Late Night at the Barbican review: a surreal mesh of dance, sorrow and economic woe
Three couples sit in the wreckage of a music hall. A song comes on and they start to dance, expressionless, waltzing in neat circles around each other. Every so often one breaks ranks to stand before a microphone and deliver opaque lines of dialogue. Europe has fallen. War and strife reign. We are living through the end of days.
These snippets slowly form an abstract tapestry of love, loss and longing, of the everyday humiliations of living at the end of civilisation.
It’s no coincidence that Late Night is a Greek production (with surtitles) by theatre company Blitz; the apocalyptic tone clearly reflects the very real fears echoing through their homeland and across Europe.

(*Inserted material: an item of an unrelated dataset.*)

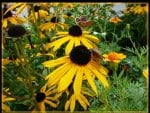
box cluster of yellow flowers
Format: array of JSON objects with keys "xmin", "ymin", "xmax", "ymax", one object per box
[{"xmin": 2, "ymin": 2, "xmax": 148, "ymax": 112}]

But instead of wallowing in self-pity, or raging against an unjust world, these couples dance. When the music stops they perform unintentionally hilarious magic tricks and balancing acts and feats of strength. Each one has dreams: of being the world’s foremost magician and moving the Great Wall of China to Australia; to found a new academic movement called “romantic macroeconomics”; to be famous and have cultish followers in every corner of the globe.
The experimental structure, Lynchian soundtrack and ambiguous narrative make this a hypnotic and sometimes challenging experience, but one that’s ultimately worthwhile.